Even if you deposit your sales proceeds with a qualified intermediary, that is still not sufficient to protect your exchange. The proceeds must be deposited in a “qualified escrow account” in which your ability to use those funds is restricted. You must enter into an escrow agreement with the qualified intermediary. It must specifically restrict your ability to receive, pledge, borrow or otherwise use that money. If you do not enter into an escrow agreement limiting your ability to utilize the sale proceeds, then, pursuant to Sec. 1.1031(k)-1(a) of the Regulations under the Internal Revenue Code, you will be deemed to be in “constructive receipt” of the proceeds. It does not matter that you do not draw upon or pledge, borrow, or obtain the benefit of those funds. If there is no written agreement between you and the qualified intermediary that specifically restricts your ability to use those funds, then you will not have a valid exchange.
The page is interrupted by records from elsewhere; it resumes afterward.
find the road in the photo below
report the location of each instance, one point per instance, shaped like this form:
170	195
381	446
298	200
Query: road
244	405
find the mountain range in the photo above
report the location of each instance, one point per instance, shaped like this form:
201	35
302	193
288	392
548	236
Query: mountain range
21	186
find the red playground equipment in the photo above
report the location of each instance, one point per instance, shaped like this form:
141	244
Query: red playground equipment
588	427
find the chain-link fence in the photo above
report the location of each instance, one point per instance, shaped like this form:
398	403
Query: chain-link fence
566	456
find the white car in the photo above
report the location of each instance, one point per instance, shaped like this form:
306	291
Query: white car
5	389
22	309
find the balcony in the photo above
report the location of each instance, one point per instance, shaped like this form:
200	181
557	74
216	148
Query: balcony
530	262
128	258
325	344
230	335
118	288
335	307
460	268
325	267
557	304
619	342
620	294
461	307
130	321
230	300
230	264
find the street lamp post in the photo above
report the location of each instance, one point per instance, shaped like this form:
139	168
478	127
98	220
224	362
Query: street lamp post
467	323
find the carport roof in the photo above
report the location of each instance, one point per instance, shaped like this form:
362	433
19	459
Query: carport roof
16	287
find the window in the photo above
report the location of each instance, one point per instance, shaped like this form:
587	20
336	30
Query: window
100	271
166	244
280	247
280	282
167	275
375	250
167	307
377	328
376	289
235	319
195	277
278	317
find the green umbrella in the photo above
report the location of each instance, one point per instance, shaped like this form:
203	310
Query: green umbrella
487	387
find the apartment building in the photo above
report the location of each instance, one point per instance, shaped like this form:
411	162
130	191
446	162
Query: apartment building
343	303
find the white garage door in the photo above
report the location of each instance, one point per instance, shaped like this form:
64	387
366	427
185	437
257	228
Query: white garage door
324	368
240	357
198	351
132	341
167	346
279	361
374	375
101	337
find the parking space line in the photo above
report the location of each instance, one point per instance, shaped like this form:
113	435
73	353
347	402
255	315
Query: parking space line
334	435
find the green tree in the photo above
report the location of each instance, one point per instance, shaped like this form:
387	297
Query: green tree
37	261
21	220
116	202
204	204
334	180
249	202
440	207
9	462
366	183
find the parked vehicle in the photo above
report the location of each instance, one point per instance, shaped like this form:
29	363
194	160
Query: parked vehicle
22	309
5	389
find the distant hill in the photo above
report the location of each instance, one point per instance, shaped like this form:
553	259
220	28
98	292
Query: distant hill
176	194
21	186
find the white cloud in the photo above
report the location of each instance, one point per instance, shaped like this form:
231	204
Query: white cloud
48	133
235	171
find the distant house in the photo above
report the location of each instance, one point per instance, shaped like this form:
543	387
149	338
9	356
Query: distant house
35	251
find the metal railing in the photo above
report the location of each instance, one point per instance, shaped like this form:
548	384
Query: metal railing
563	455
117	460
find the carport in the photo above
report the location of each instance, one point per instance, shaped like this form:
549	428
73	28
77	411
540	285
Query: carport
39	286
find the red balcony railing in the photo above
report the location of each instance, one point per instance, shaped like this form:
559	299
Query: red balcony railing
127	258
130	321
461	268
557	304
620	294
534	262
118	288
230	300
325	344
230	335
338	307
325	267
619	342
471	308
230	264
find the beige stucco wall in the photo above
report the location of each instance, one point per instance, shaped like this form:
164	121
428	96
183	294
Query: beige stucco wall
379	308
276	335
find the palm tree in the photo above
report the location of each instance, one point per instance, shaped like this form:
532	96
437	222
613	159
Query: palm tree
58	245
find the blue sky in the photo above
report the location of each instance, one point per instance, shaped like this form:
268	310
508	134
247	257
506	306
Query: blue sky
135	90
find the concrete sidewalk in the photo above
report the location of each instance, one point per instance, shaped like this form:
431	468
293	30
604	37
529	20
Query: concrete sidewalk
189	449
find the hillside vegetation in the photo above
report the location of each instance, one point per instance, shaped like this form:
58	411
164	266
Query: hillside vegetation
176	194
As the taxpayers in a recent Tax Court opinion learned, a taxpayer’s election to limit his or her use of sale proceeds deposited without entering into an escrow agreement does not convert the escrow account into a qualified escrow account.
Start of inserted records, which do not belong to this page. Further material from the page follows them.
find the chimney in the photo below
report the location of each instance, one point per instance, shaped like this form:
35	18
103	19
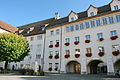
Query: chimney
57	16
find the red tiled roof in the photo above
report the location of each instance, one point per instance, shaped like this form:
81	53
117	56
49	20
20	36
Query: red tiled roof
7	27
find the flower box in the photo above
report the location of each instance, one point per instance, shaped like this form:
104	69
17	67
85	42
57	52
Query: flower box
67	56
50	69
56	45
101	39
77	55
67	44
50	56
88	54
101	54
113	37
115	53
50	46
87	41
56	56
56	69
76	42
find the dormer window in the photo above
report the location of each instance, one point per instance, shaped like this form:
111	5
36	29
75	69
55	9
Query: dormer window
116	7
92	13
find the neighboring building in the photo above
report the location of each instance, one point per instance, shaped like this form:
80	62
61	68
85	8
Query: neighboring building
6	28
87	42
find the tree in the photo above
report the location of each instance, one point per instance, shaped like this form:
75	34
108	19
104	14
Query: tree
13	48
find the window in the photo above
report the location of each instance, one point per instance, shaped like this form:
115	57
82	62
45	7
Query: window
88	50
115	47
67	29
92	23
87	24
101	49
72	19
118	18
39	37
57	41
57	52
111	20
31	38
67	40
87	37
113	33
57	31
116	7
98	22
38	56
81	26
71	28
52	32
67	52
92	14
50	65
77	27
51	42
100	35
77	39
104	21
77	51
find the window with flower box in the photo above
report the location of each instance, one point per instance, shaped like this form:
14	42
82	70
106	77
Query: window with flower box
115	50
113	35
100	36
77	53
87	38
101	51
89	52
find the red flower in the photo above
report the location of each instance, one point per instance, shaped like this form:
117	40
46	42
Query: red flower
50	56
88	54
76	42
67	44
115	53
50	69
113	37
56	56
56	45
101	54
67	56
50	46
87	41
101	39
77	55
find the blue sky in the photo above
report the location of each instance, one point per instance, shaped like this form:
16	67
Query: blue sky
21	12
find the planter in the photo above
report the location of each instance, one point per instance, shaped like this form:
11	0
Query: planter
76	42
101	54
101	39
115	53
87	41
50	46
77	55
88	54
57	56
113	37
50	56
56	69
67	44
67	56
50	69
56	45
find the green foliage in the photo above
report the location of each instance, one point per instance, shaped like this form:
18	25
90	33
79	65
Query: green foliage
13	47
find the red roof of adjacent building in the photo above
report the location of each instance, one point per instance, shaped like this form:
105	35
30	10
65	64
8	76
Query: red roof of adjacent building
7	27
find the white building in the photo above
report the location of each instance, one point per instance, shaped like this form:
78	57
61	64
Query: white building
84	43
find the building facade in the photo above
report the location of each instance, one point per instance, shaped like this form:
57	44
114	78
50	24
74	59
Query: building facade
84	43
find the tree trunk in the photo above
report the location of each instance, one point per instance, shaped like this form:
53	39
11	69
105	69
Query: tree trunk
5	67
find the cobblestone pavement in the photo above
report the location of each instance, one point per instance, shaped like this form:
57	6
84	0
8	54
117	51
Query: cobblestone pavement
57	77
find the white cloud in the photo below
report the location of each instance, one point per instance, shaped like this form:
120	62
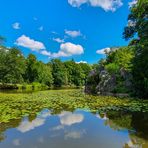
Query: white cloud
25	41
107	5
16	25
45	52
68	49
132	3
41	28
102	51
131	23
73	33
16	142
35	18
81	62
58	40
77	3
68	118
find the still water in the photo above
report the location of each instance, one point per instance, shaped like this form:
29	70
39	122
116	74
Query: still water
78	128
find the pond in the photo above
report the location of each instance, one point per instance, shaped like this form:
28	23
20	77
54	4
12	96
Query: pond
71	119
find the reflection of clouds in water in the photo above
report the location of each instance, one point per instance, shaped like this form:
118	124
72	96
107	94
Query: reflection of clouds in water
74	134
68	118
16	142
41	140
59	127
45	114
26	125
103	118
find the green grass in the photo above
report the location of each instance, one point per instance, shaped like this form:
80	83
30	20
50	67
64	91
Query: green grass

In Tax Court Summary Opinion 2011-14, taxpayers living in California owning undeveloped property in Arizona decided to sell their property as part of a 1031 exchange. They intended to purchase some property closer to their home in California. The Arizona property sold for $76,000. At the closing, the taxpayers received $10,000 in cash, and the remaining proceeds were placed in an escrow account with a title company. At the taxpayers’ direction, $61,743.25 was held in the title company’s escrow account and $4,256.75 was released to them. When the taxpayers located a replacement property in California, they instructed that the proceeds being held in escrow be sent to their seller’s title company in order to complete the exchange.

The Internal Revenue Service rejected their purported like-kind exchange and required the taxpayers to pay taxes on the gain from the sale of their Arizona property. It ruled that the taxpayers had not deposited the sale proceeds in a qualified escrow account. Even though the funds were deposited with title companies and the taxpayers did not use those funds other than for completion of an intended like-kind exchange, the IRS ruled that the accounts were not qualified escrow accounts. Its decision was based the argument that neither of the title escrow agreements contained provisions expressly limiting the taxpayers’ right to receive, pledge, borrow or otherwise obtain the benefits of the funds. The taxpayers could have demanded or otherwise used the money at will even if they did not actually do so. As a result, the IRS determined that they had constructively received the sale proceeds.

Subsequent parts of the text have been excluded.